Israelis will not countenance the callous approach of some foreign leaders who suggest that the virus be allowed to run through the population, killing untold numbers, in order to create a Darwinian survival of the fittest of those who develop immunity.

Israelis know this is not the approach of a nation which has numerous hospital wards for those on ventilators or life-support machines with little hope of survival. The type of wards which simply don’t exist in most other Western nations.

Israelis place an inordinately high value on life.

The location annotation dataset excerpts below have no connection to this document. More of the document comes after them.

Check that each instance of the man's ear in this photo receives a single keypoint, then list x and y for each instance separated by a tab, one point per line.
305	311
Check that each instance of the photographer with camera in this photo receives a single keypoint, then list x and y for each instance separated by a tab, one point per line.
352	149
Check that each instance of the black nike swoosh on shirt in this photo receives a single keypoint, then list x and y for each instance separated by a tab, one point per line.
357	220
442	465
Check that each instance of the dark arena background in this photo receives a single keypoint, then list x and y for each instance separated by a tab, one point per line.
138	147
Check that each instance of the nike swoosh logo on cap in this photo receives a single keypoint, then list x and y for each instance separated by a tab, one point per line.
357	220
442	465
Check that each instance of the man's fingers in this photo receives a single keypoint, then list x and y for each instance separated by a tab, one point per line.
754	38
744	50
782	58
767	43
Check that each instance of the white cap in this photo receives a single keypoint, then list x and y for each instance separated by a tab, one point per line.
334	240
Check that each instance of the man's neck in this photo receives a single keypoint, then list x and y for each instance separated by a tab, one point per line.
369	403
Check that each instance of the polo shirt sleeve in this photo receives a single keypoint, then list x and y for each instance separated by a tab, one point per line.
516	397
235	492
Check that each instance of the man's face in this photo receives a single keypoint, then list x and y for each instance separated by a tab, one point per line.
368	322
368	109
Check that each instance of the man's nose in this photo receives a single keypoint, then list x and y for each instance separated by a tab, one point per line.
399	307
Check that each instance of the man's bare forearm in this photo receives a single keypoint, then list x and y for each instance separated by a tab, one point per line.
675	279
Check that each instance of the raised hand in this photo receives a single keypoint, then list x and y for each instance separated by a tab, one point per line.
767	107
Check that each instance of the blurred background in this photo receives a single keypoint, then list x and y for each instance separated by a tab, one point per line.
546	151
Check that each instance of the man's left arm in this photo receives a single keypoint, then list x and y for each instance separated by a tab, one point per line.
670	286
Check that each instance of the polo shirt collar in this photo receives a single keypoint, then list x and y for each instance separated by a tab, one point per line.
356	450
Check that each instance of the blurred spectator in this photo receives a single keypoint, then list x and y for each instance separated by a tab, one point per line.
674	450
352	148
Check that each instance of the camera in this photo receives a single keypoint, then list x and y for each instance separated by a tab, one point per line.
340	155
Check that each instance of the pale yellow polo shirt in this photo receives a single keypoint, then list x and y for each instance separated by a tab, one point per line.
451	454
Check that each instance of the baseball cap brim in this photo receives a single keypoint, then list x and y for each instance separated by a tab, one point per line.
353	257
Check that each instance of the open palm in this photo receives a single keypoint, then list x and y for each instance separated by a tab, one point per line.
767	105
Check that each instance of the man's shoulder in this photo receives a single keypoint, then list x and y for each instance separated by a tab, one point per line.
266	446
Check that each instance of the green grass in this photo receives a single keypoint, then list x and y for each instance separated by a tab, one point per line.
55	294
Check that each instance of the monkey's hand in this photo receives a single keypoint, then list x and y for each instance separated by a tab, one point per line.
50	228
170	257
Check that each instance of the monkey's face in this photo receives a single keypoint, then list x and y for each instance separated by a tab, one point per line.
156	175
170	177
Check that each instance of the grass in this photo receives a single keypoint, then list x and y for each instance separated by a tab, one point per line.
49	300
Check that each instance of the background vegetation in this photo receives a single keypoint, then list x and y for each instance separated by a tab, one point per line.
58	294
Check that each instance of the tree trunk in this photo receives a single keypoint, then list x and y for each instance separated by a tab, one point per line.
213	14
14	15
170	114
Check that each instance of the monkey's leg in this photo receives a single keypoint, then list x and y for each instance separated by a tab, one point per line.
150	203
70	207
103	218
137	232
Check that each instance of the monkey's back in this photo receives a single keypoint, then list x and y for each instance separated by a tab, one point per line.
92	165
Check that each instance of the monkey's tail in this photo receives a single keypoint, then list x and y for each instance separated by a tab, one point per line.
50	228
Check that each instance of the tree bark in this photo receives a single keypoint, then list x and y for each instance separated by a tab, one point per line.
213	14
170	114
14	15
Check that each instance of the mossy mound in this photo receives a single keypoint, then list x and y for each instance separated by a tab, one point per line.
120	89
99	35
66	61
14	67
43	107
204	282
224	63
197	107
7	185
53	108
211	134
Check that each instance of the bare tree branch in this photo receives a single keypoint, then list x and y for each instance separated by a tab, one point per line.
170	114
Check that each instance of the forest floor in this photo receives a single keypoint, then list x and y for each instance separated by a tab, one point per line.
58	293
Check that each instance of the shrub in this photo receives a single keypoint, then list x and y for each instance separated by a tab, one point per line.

We see how the public mourns for people they did not know and never met. Our nation is one big family connected in minute degrees of separation.

Israelis also a country which understands the value of sacrifice.

We still vaunt the Battle of Tel Hai a century ago, and speak with reverence about the actions of Sgt. Roi Klein, killed in 2006 in the Battle of Bint Jbeil in Lebanon after he jumped on a grenade to save his fellow IDF soldiers.

Israel is perhaps unique in these characteristics and this is perhaps the foundation about why we are acting the way we are in the face of this epidemic.

Israeli decision-makers should look at this fortitude and resilience which can free up their hand about how to react to its enemies, who are starting to see large cracks forming in its deterrence.

Our southern residents, who bear the greatest brunt of the Gaza terrorist menace, are usually the one’s calling for the most robust approach. They know that if Israel reacts forcefully, perhaps more aggressively than ever before, they are likely to spend many weeks and even months in and out of their bomb shelters and safe rooms.

Nevertheless, they support an Israeli victory over its enemies, regardless of the costs.

Our response to the coronavirus pandemic should demonstrate to the country’s politicians and security officials that Israelis are prepared to suffer until total victory over the contagion.

If, when we emerge from our restrictions with all of the carnage and damage, economic and physical, we know that our enemy, in this case the virus, is completely vanquished, we will accept the suffering.

However, if it is only a partial defeat and the enemy continues attacking us every few months, then our sacrifice will have been in vain.

This is the lesson of the Israeli public’s reaction to coronavirus. Hopefully our politicians and decision-makers are listening as they strategize for the next terrorist attack.

The writer is a member of the board of directors of and adviser to the Middle East Forum Israel, which leads the Israel Victory Project, and a former adviser to Prime Minister Benjamin Netanyahu.

Alex Selsky is a senior adviser to the Israel Victory Project and serves on the board of directors of Middle East Forum-Israel. Mr. Selsky currently serves as a reserve major in the IDF Homefront Command emergency information unit. He is also a lecturer at the School of Politics and Journalism at Hadassah Academic College in Jerusalem. Previously, Mr. Selsky served as an advisor to Prime Minister Benjamin Netanyahu, spokesperson for the Israeli National Economic Council, member of the board of governors of the Jewish Agency for Israel, member of the executive board of the World Zionist Organization, and CEO of the International Israel Beytenu Movement.

He holds a B.A. in Business and an Executive Master of Public Policy from the Hebrew University of Jerusalem.